Telstra expects its wallet to be $300 million lighter this financial year as a result of delays in the rollout of the NBN.
The telco today revised its financial expectations for FY19 from between $26.5 billion to $28.4 billion down to $26.2 billion to $28.1 billion.
The revision comes a week after NBN Co released its corporate plan revealing that major delays to the network's rollout would mean 1.2 million premises would have their connections pushed back to FY20 instead of this year.
Despite the setback, Telstra said its EBITDA would only be $100 million lower than previously expected as the telco said it would benefit from lower NBN connection costs, lower network payments and retained wholesale earnings, as well as retaining some of its legacy revenue from customers yet to migrate to a new NBN service.
EBITDA is now expected in the range of $8.7 – 9.4 billion.

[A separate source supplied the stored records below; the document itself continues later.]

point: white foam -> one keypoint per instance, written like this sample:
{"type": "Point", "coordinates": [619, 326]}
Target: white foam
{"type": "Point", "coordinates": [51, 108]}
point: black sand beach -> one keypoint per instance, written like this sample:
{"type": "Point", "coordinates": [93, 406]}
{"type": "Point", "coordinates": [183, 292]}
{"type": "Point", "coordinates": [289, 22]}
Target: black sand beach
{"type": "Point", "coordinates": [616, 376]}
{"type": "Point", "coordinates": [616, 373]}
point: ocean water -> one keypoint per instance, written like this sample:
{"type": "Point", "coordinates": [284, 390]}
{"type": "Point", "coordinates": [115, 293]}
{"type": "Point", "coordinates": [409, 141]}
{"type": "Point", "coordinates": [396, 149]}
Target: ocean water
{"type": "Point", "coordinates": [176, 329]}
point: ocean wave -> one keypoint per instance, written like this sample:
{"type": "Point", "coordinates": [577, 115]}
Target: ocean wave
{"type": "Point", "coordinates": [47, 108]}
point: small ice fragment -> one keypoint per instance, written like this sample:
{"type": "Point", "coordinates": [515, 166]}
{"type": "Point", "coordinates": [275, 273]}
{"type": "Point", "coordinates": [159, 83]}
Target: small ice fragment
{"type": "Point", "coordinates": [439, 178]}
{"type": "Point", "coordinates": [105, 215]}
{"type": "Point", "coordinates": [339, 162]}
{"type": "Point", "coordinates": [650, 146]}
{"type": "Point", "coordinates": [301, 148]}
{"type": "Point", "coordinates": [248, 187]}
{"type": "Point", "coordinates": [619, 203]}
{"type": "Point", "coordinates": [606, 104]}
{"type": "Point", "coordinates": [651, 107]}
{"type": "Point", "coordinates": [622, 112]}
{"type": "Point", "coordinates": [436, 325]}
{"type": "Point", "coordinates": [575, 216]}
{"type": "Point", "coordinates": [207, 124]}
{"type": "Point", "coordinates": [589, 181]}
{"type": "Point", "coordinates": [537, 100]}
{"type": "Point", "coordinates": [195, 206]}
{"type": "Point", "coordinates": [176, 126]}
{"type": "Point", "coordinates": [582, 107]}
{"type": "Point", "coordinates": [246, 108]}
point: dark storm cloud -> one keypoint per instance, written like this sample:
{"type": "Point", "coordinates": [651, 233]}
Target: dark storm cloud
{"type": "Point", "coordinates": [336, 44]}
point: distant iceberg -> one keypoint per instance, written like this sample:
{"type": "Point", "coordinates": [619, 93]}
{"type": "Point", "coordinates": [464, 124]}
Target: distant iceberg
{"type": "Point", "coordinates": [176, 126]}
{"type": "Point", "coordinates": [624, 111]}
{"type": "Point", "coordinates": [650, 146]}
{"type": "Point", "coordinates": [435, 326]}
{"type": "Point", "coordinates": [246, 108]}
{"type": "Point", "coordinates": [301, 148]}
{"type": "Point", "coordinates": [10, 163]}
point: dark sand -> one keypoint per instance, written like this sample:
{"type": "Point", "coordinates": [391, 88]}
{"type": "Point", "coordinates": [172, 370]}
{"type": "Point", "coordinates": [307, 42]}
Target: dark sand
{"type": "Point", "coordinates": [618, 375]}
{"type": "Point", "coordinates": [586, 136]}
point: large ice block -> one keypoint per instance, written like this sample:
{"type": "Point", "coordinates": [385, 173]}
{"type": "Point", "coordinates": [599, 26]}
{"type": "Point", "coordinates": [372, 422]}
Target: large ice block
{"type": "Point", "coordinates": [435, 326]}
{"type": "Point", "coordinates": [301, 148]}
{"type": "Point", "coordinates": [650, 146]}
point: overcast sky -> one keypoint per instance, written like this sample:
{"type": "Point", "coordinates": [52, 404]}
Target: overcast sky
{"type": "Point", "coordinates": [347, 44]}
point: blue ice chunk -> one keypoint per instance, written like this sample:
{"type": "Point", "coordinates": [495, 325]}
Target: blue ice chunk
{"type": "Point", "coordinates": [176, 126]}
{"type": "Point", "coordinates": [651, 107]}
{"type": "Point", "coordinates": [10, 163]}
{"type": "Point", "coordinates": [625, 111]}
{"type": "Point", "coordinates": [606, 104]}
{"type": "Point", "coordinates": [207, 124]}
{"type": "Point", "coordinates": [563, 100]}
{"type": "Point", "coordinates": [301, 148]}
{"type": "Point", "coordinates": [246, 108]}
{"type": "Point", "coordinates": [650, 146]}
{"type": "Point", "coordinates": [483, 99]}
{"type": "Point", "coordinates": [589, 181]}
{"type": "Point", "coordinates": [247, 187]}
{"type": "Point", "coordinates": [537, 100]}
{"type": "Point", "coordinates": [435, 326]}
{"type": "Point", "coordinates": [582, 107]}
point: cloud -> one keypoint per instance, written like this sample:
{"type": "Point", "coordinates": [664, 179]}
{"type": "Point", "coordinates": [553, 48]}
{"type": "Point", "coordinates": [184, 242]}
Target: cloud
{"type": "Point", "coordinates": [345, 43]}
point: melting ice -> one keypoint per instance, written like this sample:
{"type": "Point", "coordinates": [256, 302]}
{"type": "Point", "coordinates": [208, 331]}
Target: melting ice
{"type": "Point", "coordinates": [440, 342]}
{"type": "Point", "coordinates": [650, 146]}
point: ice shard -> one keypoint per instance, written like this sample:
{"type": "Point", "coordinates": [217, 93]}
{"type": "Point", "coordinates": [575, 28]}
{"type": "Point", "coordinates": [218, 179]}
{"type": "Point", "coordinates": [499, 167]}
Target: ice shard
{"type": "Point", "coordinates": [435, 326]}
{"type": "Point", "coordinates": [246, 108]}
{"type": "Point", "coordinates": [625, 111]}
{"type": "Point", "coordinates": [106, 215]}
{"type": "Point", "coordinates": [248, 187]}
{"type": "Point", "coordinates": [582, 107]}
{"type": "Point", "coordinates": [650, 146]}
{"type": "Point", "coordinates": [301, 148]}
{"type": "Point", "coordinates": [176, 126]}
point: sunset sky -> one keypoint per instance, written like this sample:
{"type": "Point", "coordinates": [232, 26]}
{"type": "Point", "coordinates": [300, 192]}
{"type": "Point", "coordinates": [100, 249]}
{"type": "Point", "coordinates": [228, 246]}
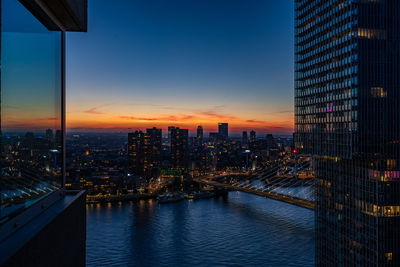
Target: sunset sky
{"type": "Point", "coordinates": [183, 63]}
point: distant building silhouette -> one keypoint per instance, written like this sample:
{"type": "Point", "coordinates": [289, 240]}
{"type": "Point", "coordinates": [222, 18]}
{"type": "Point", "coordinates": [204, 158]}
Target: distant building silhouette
{"type": "Point", "coordinates": [179, 147]}
{"type": "Point", "coordinates": [200, 135]}
{"type": "Point", "coordinates": [244, 138]}
{"type": "Point", "coordinates": [223, 131]}
{"type": "Point", "coordinates": [144, 152]}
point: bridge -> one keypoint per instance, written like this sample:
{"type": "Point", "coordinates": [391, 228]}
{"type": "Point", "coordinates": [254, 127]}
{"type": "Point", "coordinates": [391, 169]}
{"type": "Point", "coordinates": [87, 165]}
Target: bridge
{"type": "Point", "coordinates": [278, 180]}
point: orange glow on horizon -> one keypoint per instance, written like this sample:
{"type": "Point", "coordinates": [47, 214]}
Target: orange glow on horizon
{"type": "Point", "coordinates": [92, 119]}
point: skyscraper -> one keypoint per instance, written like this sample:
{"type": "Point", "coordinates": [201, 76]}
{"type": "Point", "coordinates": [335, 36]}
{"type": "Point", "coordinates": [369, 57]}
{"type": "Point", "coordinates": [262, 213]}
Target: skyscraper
{"type": "Point", "coordinates": [244, 138]}
{"type": "Point", "coordinates": [154, 150]}
{"type": "Point", "coordinates": [179, 147]}
{"type": "Point", "coordinates": [253, 137]}
{"type": "Point", "coordinates": [144, 152]}
{"type": "Point", "coordinates": [200, 135]}
{"type": "Point", "coordinates": [223, 131]}
{"type": "Point", "coordinates": [347, 115]}
{"type": "Point", "coordinates": [170, 129]}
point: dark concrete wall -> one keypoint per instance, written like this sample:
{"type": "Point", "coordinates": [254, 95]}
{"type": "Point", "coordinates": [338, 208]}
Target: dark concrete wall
{"type": "Point", "coordinates": [61, 243]}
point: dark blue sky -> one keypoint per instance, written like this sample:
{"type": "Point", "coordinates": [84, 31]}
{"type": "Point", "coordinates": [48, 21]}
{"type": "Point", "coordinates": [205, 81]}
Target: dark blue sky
{"type": "Point", "coordinates": [183, 62]}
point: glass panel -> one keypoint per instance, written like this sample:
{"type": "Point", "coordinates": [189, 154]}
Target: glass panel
{"type": "Point", "coordinates": [30, 163]}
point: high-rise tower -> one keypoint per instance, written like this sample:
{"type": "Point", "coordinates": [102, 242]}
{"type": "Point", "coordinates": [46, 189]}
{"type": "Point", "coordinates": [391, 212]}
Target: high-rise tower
{"type": "Point", "coordinates": [179, 147]}
{"type": "Point", "coordinates": [347, 115]}
{"type": "Point", "coordinates": [200, 135]}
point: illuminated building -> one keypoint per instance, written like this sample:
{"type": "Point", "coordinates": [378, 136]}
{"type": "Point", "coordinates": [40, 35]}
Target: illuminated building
{"type": "Point", "coordinates": [213, 137]}
{"type": "Point", "coordinates": [244, 138]}
{"type": "Point", "coordinates": [253, 137]}
{"type": "Point", "coordinates": [347, 115]}
{"type": "Point", "coordinates": [179, 147]}
{"type": "Point", "coordinates": [200, 135]}
{"type": "Point", "coordinates": [223, 131]}
{"type": "Point", "coordinates": [144, 152]}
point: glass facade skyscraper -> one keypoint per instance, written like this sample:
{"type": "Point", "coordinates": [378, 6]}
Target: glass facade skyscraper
{"type": "Point", "coordinates": [347, 115]}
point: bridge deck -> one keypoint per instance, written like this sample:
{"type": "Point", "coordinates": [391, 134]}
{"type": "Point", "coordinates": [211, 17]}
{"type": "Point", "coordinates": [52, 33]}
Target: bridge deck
{"type": "Point", "coordinates": [288, 199]}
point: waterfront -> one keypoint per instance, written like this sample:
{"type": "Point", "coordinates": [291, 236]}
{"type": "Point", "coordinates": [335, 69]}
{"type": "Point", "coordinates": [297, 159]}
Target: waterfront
{"type": "Point", "coordinates": [241, 230]}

"While the lower volumes impact Telstra's outlook for FY19, it is anticipated these changes will be financially positive to Telstra over the full rollout due to the effects of the natural hedge," Telstra said in a statement.
NBN Co's corporate plan last week also revealed that temporarily shutting down its trouble HFC rollout last year cost the company $735 million, and that its budget had blown out by an additional $2 billion as a result.
The company said it was still on track to complete the national network rollout in 2020.
Telstra embarked on a company-wide restructure in June this year in response to the expected $2 – 3 billion earnings hole resulting from the NBN's completion. Restructuring is expected to incur another $600 million in one-off expenses.